Manhattan is Modern Again. Oh thank God, I was worried when I was New York last and MoMA was in Queens. I realized that without MoMA, New York was almost as dismal as a 2nd tier art city.
Is art that boring that this is the main story of the week? I was reading an article at the Art Newspaper and it said that the history of art has now been re-written because the MoMA has a new addition and the collection has been re-arranged. It outlined the history of MoMA and how it controls art history. No one should control art history, but that's the way it is. MoMA put forth a system of progression and we were all taught it, and accepted it.
But now is the Art After Modernism period. People are suspicious of how the utopian promises of Modernism never came to pass. First The Royal We gave up (Post Minimalism, Conceptual Art), then we insulted it, hated it and tried to destroy it (Postmodernism.) Now we don't know what to do. We are making crappy drawings on found paper with crayola markers about the 70s for international art fairs. Maybe belief, or at least optimism is OK. It sure beats ironic nostalgia or fake enjoyment of lame facets of popular culture. But at any rate, Manhattan is Modern... again.

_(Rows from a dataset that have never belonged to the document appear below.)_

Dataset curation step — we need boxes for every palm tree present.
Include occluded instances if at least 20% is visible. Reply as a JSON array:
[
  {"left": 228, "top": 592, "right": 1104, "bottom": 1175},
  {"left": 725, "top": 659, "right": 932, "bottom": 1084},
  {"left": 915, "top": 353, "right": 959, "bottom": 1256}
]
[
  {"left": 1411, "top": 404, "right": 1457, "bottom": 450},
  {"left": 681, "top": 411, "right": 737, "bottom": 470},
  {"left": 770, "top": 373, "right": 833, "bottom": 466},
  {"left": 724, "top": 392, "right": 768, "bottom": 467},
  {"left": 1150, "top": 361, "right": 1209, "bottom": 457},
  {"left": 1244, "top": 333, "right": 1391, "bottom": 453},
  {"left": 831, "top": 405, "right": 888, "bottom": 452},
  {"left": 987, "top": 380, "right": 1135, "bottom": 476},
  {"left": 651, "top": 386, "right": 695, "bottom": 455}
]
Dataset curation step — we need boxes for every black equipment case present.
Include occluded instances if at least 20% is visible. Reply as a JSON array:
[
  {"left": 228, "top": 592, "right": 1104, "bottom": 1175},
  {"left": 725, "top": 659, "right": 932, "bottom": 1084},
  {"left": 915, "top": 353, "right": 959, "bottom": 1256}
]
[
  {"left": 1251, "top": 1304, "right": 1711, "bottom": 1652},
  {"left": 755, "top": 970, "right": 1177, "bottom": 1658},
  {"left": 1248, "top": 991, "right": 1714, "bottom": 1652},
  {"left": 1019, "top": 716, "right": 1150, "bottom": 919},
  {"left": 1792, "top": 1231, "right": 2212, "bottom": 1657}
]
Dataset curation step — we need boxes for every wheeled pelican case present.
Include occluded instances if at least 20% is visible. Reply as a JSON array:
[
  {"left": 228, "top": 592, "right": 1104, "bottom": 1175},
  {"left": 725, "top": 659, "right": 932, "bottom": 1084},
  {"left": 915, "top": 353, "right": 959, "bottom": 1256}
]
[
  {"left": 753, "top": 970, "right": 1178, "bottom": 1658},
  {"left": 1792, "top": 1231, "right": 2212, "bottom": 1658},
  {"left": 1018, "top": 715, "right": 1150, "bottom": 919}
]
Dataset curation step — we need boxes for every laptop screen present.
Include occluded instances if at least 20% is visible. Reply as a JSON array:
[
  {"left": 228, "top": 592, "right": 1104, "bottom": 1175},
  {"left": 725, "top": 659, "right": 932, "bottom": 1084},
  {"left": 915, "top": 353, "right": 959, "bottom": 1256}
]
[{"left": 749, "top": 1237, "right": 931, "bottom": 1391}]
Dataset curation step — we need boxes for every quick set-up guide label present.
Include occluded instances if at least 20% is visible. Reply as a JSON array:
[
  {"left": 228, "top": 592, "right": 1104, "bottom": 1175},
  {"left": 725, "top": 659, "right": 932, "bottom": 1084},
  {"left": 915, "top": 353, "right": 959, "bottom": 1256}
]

So the world has been tooling around trying to figure out what to do. Is London a good art center? What about somewhere more Bavarian? Even Artforum couldn't hold down the fort of what Now is all about. So thank god that MoMA has returned and we can all rest. Now we have an even more giant graveyard for art. They put contemporary art right in the front, so we can see all the fresh corpses. Like heads on spikes at the tower of London, canonized by caustic control-freak curators.

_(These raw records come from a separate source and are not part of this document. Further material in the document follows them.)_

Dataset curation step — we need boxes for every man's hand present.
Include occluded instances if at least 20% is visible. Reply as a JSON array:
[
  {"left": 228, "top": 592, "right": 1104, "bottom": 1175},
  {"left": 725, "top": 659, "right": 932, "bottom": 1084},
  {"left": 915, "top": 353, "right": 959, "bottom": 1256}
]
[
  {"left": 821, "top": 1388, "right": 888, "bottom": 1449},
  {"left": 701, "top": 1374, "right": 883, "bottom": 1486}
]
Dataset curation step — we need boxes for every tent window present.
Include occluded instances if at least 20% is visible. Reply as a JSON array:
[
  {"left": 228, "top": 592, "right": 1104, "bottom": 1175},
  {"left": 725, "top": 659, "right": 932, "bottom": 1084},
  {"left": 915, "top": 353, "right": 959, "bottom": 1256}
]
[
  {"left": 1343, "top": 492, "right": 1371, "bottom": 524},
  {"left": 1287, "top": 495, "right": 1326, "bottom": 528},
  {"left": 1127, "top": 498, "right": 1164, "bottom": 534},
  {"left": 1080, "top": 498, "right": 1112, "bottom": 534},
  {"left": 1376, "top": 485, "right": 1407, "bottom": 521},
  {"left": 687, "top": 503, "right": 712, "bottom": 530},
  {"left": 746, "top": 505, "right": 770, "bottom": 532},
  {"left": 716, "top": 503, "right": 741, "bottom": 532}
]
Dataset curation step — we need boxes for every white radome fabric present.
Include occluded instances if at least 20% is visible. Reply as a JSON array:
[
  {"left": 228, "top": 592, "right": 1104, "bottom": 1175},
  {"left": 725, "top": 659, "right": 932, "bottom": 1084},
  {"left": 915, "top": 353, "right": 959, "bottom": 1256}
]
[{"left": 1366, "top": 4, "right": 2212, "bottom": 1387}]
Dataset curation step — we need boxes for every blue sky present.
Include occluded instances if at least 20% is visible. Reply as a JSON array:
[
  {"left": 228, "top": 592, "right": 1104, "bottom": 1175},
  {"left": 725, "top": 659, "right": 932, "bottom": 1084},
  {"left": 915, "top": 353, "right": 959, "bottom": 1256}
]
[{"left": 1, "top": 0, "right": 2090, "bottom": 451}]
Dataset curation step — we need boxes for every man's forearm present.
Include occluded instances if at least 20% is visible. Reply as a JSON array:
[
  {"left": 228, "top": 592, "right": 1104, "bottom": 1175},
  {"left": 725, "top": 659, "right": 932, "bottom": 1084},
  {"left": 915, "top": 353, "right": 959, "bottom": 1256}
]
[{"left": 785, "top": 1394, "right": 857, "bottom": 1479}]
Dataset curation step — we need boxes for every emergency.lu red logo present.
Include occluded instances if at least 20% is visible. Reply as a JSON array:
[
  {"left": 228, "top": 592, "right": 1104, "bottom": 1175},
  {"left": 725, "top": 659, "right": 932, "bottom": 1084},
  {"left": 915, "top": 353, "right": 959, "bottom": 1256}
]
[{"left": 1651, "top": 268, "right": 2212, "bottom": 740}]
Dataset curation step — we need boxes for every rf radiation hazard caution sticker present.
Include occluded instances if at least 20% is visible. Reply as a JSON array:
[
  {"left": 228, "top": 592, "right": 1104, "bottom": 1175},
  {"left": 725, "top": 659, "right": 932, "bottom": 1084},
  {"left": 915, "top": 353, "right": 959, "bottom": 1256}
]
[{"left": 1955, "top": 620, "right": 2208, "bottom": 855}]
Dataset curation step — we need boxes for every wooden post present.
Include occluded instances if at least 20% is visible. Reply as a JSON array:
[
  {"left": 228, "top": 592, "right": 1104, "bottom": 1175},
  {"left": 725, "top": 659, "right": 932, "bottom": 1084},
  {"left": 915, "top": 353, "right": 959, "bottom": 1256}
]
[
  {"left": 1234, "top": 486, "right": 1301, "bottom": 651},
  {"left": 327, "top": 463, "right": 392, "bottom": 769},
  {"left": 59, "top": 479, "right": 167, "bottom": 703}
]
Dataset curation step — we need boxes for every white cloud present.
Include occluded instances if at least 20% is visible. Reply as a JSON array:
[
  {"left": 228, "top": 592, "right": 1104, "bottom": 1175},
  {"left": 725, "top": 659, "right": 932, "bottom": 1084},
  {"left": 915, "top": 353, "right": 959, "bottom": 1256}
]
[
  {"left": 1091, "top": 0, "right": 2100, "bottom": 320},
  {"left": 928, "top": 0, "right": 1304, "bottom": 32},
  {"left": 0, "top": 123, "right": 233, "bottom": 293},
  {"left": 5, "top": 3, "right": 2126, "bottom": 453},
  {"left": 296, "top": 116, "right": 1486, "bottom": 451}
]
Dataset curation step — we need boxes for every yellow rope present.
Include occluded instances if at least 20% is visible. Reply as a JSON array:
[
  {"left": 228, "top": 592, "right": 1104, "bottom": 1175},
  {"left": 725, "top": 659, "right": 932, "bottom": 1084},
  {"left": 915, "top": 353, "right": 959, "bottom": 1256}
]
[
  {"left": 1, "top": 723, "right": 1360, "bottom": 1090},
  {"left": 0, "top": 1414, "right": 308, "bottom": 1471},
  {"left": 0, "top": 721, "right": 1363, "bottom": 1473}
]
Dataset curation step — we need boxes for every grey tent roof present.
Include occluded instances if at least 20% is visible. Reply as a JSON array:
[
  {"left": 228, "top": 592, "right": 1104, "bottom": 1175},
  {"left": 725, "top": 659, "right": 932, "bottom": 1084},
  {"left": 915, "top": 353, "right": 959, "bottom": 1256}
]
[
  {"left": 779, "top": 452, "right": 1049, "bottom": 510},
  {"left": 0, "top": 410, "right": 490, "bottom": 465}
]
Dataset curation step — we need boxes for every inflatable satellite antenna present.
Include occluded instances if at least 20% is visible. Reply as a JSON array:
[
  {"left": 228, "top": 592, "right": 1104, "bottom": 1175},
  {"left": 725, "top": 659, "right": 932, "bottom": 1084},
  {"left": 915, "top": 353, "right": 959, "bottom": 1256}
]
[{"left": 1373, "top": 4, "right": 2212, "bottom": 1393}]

I don't necessarily believe that museums are where art comes to die. And I don't necessarily believe Peter Schejldahl's analogy that museums are really just endless lobbies, but these crass propositions seem to have a grain of truth. They are a grain of salt to season some food for thought.
As Modernism as a time period moves further into the past, MoMA is going to have to redefine itself. In many ways, it is the artworld equivalent to the Bar Exam. You're not an official artist until you are in the MoMA. That's what famously set Fernando Botero up for life, for instance.
Perhaps working in art museums has led me in this direction, but I think institutional critique is a vital aspect to contemporary art criticism and theory. History will always continue to be written. No matter how deconstructed, postmodernist, or revisionist we want to make it. It is always there. It is always happening. And things will always be in reaction to it: support, objection or ignorance.
Also, I recommend getting a job at an art museum because then you don't have to pay $20 to pass through the gates of ultimate knowledge when flash your ID.